If I had the money, and the time, I'd attend intensive art workshops at least twice a year. There's a great one at Ghost Ranch in Georgia O'Keeffe's New Mexico, and another workshop in Halsey, Nebraska. I've never been to either, though I look at their websites all the time with longing.
So this weekend I have decided to create my own Art Intensive. I checked out some books from my library on technique, and I've got my Yo-Yo Ma cd's ready to go. When the sun comes up, I'm heading into my art studio to tune in to my creative genius. Anyone who knows me will tell you that I don't do anything without a plan and an end result already sketched out ahead of time. At the end of today, I hope to have two or three good paintings for the Kansan's Paint Kansas competition that will draw people's attention to our beautiful state ... and maybe win me some cash for a trip to Ghost Ranch.

Sunday, August 28, 2011

Composition Is Hard

And yet, easy to learn the basics. I encourage you budding artists out there to do a composition a day. If you want to run a race, you train. You have to do the same with your art. Learning different techniques in art doesn't just happen overnight. Practice, practice, practice.

Composition technique with pencil: Create a viewfinder out of a notecard. Cut a 2" by 2" square in the middle of it. Find a still-life view that catches your eye. If you can't find a natural one, make one. Prior to holding up your viewfinder, squint your eyes to see if the contrast is defined. Yes? Then find a good frame of it through your viewfinder, and sketch it in color blocks, using only three different shades of gray with your pencil. Can't find defined contrast? Pick a different view until you do.

Creating base composition is the first step to layering, and layering brings definition. The second layer is for shading, the third is for details.

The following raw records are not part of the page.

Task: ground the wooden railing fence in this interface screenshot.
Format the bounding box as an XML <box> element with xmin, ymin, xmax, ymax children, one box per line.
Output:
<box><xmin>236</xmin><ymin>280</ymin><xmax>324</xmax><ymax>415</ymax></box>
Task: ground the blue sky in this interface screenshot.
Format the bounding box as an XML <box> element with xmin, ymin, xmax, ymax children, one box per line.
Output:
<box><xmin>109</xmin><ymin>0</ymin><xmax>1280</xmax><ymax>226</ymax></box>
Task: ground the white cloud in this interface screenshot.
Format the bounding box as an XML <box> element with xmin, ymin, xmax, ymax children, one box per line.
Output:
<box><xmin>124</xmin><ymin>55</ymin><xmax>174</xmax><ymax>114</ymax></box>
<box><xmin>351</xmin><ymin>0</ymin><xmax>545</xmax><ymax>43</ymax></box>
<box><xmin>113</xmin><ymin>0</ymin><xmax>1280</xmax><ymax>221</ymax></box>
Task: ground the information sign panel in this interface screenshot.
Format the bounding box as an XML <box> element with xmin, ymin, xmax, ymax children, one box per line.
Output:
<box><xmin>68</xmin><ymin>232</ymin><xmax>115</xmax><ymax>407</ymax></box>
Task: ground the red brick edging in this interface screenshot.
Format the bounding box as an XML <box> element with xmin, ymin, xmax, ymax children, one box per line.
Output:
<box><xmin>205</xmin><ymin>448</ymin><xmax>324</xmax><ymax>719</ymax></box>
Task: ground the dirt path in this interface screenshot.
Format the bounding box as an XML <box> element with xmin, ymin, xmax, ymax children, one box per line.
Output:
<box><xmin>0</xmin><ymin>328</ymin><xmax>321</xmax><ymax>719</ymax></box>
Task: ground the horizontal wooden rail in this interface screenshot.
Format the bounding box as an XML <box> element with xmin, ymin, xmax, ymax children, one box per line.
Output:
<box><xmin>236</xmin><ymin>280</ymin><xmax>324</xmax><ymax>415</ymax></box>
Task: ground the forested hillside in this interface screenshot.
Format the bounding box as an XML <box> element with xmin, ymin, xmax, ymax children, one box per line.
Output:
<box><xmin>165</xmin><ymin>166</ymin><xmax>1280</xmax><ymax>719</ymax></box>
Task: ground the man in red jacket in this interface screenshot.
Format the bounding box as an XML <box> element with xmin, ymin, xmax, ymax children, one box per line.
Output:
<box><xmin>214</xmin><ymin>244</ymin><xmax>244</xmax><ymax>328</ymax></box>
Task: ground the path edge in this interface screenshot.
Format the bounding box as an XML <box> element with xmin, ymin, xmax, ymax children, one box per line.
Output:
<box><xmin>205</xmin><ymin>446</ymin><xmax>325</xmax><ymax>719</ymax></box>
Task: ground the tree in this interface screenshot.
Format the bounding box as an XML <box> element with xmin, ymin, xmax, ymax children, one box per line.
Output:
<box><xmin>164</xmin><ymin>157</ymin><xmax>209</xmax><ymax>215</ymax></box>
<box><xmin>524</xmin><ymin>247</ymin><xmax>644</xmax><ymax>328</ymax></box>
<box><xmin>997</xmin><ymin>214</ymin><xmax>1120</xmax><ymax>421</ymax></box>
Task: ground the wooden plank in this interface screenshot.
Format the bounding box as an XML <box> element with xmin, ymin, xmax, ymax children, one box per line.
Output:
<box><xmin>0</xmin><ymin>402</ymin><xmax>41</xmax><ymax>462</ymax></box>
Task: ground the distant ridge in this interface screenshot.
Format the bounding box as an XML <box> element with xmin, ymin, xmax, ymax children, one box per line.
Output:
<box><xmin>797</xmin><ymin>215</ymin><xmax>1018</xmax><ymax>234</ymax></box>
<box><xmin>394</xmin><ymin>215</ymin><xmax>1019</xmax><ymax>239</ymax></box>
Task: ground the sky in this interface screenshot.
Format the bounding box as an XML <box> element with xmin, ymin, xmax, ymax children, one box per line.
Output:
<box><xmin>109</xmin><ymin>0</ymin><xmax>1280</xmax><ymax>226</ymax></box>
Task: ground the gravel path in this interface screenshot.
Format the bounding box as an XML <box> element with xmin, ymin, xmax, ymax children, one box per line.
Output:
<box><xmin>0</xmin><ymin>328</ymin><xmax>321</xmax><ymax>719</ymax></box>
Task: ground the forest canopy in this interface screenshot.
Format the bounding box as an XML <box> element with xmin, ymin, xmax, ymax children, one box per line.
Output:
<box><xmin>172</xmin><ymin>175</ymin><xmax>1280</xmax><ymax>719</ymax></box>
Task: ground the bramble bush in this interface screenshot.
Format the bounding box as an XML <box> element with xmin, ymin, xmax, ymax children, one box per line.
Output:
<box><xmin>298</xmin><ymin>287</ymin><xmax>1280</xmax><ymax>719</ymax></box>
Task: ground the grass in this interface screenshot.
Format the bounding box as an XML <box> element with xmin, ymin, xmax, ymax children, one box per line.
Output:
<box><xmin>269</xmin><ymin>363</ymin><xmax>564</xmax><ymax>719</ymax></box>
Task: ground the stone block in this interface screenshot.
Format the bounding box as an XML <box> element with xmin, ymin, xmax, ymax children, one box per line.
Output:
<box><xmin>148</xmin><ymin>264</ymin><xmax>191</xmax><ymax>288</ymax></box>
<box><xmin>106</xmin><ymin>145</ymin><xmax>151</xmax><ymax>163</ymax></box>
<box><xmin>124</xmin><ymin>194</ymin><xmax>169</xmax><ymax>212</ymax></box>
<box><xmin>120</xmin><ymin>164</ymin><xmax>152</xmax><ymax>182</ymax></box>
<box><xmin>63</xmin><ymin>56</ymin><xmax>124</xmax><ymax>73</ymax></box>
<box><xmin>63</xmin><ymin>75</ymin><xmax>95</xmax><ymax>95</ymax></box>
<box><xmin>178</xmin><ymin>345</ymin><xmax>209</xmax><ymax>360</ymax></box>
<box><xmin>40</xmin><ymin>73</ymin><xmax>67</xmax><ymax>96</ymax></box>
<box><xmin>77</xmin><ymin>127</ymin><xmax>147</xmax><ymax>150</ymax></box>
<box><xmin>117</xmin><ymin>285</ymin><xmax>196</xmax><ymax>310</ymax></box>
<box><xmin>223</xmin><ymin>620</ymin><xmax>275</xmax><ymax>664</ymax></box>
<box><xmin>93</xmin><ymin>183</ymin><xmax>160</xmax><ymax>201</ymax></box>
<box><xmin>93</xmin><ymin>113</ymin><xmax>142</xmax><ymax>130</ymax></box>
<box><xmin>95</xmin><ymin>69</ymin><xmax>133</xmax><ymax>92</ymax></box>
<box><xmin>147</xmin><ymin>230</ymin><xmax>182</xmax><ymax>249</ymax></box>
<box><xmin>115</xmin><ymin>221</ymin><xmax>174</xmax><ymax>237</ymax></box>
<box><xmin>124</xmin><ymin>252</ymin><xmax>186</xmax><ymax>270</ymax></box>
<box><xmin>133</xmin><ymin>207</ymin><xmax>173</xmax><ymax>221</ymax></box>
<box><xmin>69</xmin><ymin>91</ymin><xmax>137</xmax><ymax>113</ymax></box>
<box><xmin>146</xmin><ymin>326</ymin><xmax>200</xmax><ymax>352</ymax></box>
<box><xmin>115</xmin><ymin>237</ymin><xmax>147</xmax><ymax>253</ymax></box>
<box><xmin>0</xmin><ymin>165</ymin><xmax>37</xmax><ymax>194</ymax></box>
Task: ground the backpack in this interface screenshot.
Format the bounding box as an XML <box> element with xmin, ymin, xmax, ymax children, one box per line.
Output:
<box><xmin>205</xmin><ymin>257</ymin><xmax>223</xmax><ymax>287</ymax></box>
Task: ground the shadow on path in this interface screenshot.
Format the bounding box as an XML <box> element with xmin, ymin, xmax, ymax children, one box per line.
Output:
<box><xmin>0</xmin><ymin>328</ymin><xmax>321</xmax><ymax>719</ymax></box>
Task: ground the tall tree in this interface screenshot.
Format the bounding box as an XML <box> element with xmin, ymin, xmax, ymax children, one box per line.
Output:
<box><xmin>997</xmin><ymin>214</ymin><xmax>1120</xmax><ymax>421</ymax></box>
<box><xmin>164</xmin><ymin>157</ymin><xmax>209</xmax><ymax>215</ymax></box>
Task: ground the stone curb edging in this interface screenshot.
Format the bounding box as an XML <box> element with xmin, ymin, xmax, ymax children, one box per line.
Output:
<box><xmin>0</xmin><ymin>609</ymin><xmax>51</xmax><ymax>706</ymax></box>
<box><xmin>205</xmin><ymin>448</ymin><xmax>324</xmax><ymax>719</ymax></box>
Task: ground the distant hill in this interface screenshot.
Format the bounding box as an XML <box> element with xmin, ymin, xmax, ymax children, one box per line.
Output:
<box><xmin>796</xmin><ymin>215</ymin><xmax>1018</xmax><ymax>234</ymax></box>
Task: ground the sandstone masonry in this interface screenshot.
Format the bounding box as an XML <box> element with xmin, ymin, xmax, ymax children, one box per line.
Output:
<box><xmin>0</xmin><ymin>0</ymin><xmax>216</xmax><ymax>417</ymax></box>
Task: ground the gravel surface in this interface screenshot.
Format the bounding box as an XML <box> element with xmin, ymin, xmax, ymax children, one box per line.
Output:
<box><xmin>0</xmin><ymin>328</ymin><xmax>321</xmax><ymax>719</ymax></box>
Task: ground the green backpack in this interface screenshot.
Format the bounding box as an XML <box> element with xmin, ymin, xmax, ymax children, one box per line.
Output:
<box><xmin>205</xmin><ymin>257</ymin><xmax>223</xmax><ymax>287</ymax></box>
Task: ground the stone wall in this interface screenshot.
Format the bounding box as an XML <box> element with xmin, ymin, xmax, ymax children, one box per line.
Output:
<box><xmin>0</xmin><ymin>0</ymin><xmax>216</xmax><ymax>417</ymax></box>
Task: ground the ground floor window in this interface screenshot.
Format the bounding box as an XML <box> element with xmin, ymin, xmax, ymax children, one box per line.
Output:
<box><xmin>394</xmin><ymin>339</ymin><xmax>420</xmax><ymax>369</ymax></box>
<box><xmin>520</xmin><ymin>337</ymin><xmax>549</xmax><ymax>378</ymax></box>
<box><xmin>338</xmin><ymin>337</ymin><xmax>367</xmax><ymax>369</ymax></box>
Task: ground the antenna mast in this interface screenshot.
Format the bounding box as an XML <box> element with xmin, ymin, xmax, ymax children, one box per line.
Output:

This afternoon I got comfortable on my bed and sketched an area of my bedroom window. It was a small area, but gave the picture quite a kick that I fancied I could illustrate kids books. This composition a day thing is really going to raise my confidence level in what I can achieve in art. Join me?

Saturday, August 27, 2011

Tapping In To The World Outside

Maybe it's because I'm an artist, and my focus is on creativity, that I shy away from computers and the internet. My brain screams out for more interesting pursuits than typing. But where painting awakens my spirit and tells of things I cannot express, writing a blog can create relationships within the artistic community. Like many artists, it's easy to hole up in a room somewhere for hours and paint, and put aside that important piece of you that needs companionship. For that reason alone, I blog.